Legal & General added: “[Legal & General Asset Management] has significant market share of the UK pensions industry, which supports the growth of our other divisions – e.g. conversion of our strong Defined Benefit (DB) client relationships into buy-out partners for Institutional Retirement.

“Private markets will be a major driver of Asset Management growth both directly in L&G and through our origination partners. We can access and originate differentiated investment opportunities in private credit, real estate and infrastructure for our clients and for our annuity balance sheet as it grows.”

Looking ahead, Legal & General aims to expand its private markets platform, targeting £85bn of assets under management by 2028. As at 30 June 2024, it held £52bn in the asset class.

The firm launched its L&G Private Markets Access fund for DC investors at the beginning of last month.
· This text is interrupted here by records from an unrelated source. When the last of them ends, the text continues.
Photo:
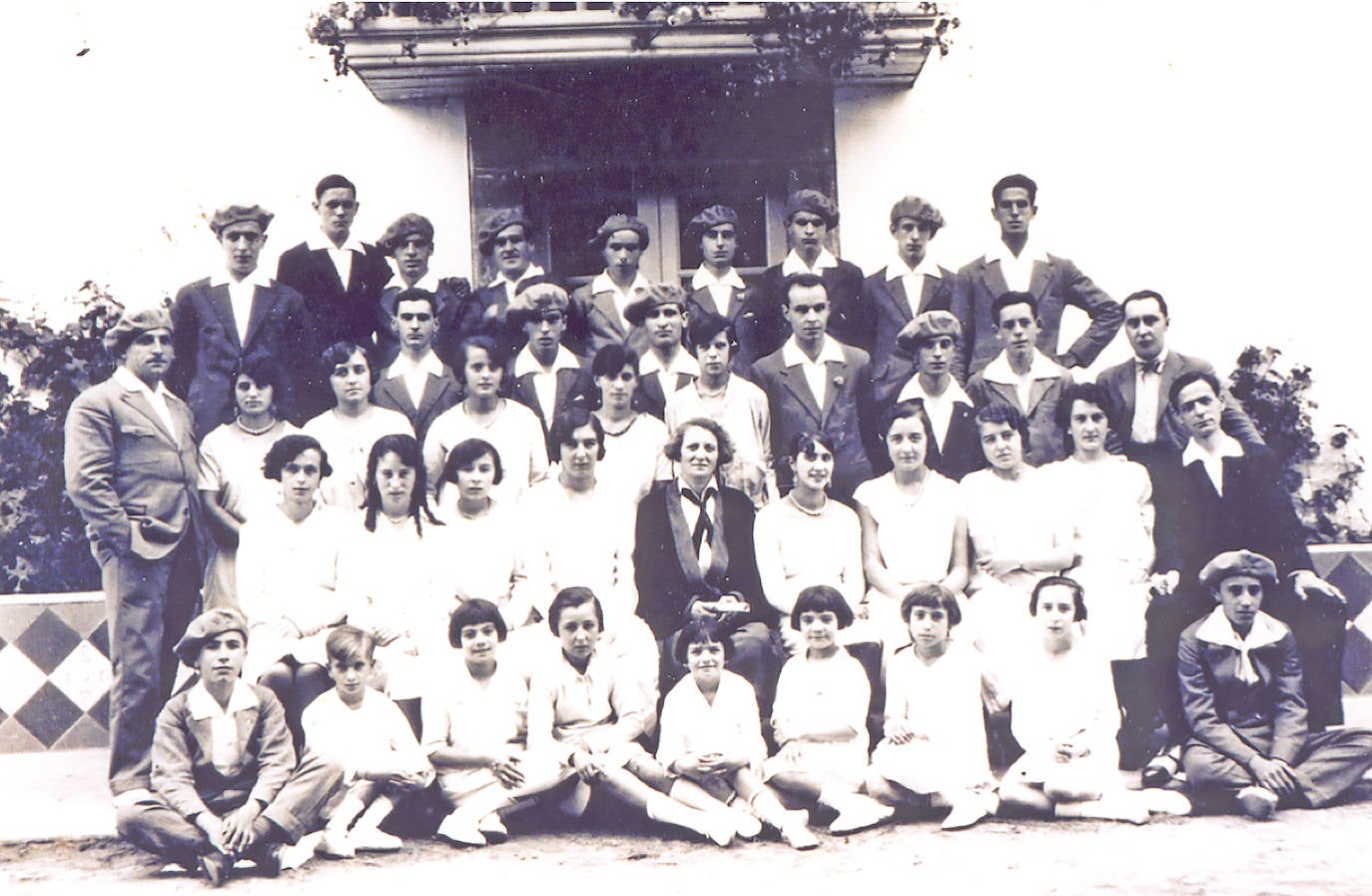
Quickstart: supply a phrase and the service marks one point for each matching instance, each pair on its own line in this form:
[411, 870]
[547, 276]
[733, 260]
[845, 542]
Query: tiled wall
[55, 668]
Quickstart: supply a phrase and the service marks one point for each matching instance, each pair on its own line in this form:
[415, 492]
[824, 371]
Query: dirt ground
[1299, 854]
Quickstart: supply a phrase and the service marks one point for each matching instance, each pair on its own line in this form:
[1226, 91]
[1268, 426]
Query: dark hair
[1010, 182]
[334, 182]
[287, 448]
[407, 448]
[465, 454]
[1006, 300]
[1147, 294]
[1001, 412]
[341, 352]
[803, 279]
[414, 294]
[1187, 379]
[703, 327]
[1091, 393]
[932, 595]
[475, 612]
[672, 450]
[348, 642]
[494, 352]
[701, 631]
[571, 598]
[901, 411]
[568, 422]
[819, 598]
[612, 359]
[264, 371]
[1077, 594]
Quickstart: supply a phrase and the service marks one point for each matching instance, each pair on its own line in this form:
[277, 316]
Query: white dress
[1108, 505]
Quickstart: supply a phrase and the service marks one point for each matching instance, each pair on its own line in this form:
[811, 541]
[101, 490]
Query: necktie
[704, 525]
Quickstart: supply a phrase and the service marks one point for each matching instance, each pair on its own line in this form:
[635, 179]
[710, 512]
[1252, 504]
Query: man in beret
[666, 367]
[506, 242]
[227, 781]
[811, 217]
[234, 315]
[1218, 495]
[131, 470]
[718, 287]
[912, 283]
[409, 245]
[1017, 264]
[931, 339]
[341, 279]
[1242, 689]
[545, 377]
[597, 312]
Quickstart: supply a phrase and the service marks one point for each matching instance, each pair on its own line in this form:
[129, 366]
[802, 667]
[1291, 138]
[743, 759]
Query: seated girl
[586, 713]
[1064, 716]
[935, 746]
[394, 571]
[819, 716]
[711, 734]
[287, 573]
[475, 731]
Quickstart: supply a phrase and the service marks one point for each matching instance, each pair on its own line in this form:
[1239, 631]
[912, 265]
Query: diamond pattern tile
[19, 678]
[84, 675]
[48, 713]
[48, 641]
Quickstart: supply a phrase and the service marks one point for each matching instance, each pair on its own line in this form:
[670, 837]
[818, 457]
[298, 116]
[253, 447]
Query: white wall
[1214, 153]
[114, 160]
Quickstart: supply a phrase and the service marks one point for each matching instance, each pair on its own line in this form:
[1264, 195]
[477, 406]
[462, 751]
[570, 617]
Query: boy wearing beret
[226, 781]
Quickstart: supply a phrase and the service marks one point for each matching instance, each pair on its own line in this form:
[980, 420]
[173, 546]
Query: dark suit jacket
[208, 348]
[1055, 285]
[1238, 719]
[667, 572]
[439, 394]
[1194, 523]
[337, 311]
[1119, 383]
[844, 415]
[135, 483]
[458, 318]
[890, 311]
[848, 319]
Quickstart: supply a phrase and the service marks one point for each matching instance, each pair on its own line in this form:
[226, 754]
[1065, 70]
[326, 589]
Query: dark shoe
[216, 867]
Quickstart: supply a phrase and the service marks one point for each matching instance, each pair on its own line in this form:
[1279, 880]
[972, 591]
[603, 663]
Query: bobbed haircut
[1088, 393]
[486, 344]
[568, 422]
[703, 327]
[264, 371]
[571, 598]
[341, 352]
[287, 448]
[1078, 594]
[819, 598]
[334, 182]
[1001, 412]
[932, 595]
[1187, 379]
[701, 631]
[1009, 182]
[1141, 296]
[407, 450]
[347, 643]
[1006, 300]
[726, 447]
[612, 359]
[465, 454]
[475, 612]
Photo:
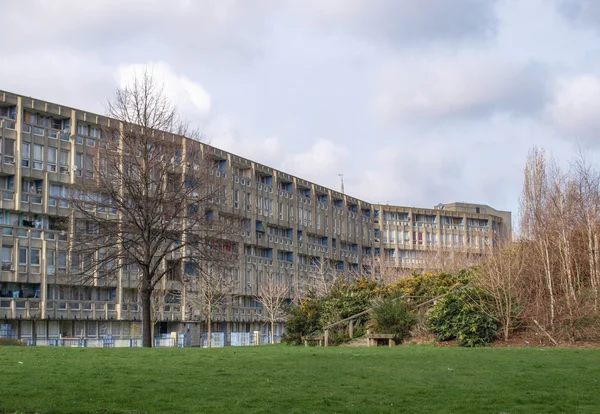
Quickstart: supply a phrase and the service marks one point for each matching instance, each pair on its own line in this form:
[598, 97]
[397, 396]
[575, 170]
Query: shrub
[392, 317]
[11, 342]
[458, 316]
[302, 320]
[430, 284]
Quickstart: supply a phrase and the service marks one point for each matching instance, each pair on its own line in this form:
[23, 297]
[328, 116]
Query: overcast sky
[415, 102]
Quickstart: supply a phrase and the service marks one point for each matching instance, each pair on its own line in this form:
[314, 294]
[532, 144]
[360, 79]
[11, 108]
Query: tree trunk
[272, 331]
[146, 318]
[209, 325]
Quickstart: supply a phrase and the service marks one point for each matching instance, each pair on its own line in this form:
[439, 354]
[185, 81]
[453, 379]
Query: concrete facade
[292, 222]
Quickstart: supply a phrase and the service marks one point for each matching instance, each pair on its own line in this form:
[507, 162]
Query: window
[25, 151]
[55, 190]
[79, 163]
[52, 159]
[89, 166]
[38, 156]
[23, 255]
[62, 260]
[82, 129]
[65, 157]
[35, 257]
[6, 254]
[50, 261]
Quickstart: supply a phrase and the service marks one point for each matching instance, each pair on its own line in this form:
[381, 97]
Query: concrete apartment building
[292, 223]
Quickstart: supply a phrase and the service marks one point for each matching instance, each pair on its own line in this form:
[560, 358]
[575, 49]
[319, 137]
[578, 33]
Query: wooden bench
[375, 338]
[307, 339]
“Our private markets platform is well positioned to match our strong multi-sector investment propositions and continues to strengthen its operational capabilities to support the growing global demand for our products,” Legal & General stated.

‘A positive set of results’

Quilter Cheviot equity research analyst Tom Gilbey said it was a “positive set of results” because Legal & General’s core operating profits were 2% above market expectations. They rose to £849m over the period – up 0.5% compared to last year.

Its aims to create a “simpler and better-connected business” have been costly, according to Gilbey, who said the increased costs of combining the departments has weighed on profitability.

“The decline in asset management’s operating profit reflects increased investment in modernising the platform and driving growth, as announced at the capital markets event,” he added.

“Revenues in this division have risen, signalling a positive direction. This business not long ago brought together LGIM and LGC to create a single, global, public and private asset manager.”

The change triggered several senior members at the investment management business to leave, including CEO Michelle Scrimgeour and head of wholesale distribution Steven de Vries.

See also: LGIM promotes Ben Cherrington to head of UK wholesale

But with teething issues out of the way, Gilbey said Legal & General is “poised for solid future growth,” with the firm aiming to grow operating profit by 6-9% annually by 2027.

Phil Smart, partner and UK head of insurance and investment management at KPMG – the accountancy firm that built the half-year report – echoed the same sentiment, stating that concerns surrounding the change in strategy have largely receded.

“Nothing has come to our attention that causes us to believe that the directors have inappropriately adopted the going concern basis of accounting, or that the directors have identified material uncertainties relating to going concern that have not been appropriately disclosed,” he said.